Rijksoverheid
28 oktober 2010
Geachte voorzitter,
Hierbij zend ik u de antwoorden op de vragen van het Kamerlid Van Dekken (PvdA)
over toekomstige faillissementen van voetbalclubs.
Hoogachtend,
de Minister van Volksgezondheid,
Welzijn en Sport,
mw. drs.

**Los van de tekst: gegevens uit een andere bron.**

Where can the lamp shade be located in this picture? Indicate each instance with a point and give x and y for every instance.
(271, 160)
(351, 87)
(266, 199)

E.I. Schippers
Antwoorden op kamervragen van het Kamerlid Van Dekken (PvdA) over
toekomstige faillissementen van voetbalclubs.
(2010Z14444)
1
Bent u bekend met het bericht 'KNVB: Aantal clubs dit seizoen nog failliet'?
Ja.
2
Wat is uw mening over de situatie waarin deze clubs, en de gemeente die hen
soms ondersteunden, nu verkeren?
De betreffende clubs moeten zorg dragen voor een verantwoorde bedrijfsvoering.
3
Wat zijn de gevolgen van een faillissement van een profclub op het aanbod van
jeugdopleidingen? Wat zijn die gevolgen voor de breedtesport in de betreffende
stad en regio?
Mede op basis van informatie van de zijde van de KNVB kan gezegd worden dat
een inschatting van de mogelijke gevolgen van een faillissement samenhangt met
de concrete omstandigheden van en de omgeving waarin de club of wel de betaald
voetbal organisatie (bvo) functioneert. Globaal zijn daarbij de volgende varianten
te onderscheiden.
( Niet elke bvo heeft een eigen jeugdopleiding. Er zijn namelijk bvo's die een
samenwerkingsverband zijn aangegaan en hun jeugdopleidingen hebben
gebundeld in een regionaal opleidingsinstituut. Indien een van deelnemende
bvo's failleert, dan zal dit in beginsel weinig of geen gevolgen hebben voor de
jeugd en hun voetbalopleiding.
( Indien een bvo wel een eigen jeugdopleiding heeft en failliet gaat, bestaat de
mogelijkheid dat deze na afwikkeling van het faillissement, verder gaat als
amateurvereniging. De jeugd kan dan, zo wordt ingeschat, opgeleid blijven
worden.
( Uitsluitend indien een bvo die zelfstandig een jeugdopleiding in stand houdt,
volledig ophoudt te bestaan, zal ook de betreffende jeugdopleiding geheel
ophouden te bestaan. Gevolgen voor de opleiding van jeugd worden als gering
ingeschat, omdat veelal de verzorging van deze activiteiten kan geschieden
door andere amateurverenigingen in de betreffende regio en/of stad.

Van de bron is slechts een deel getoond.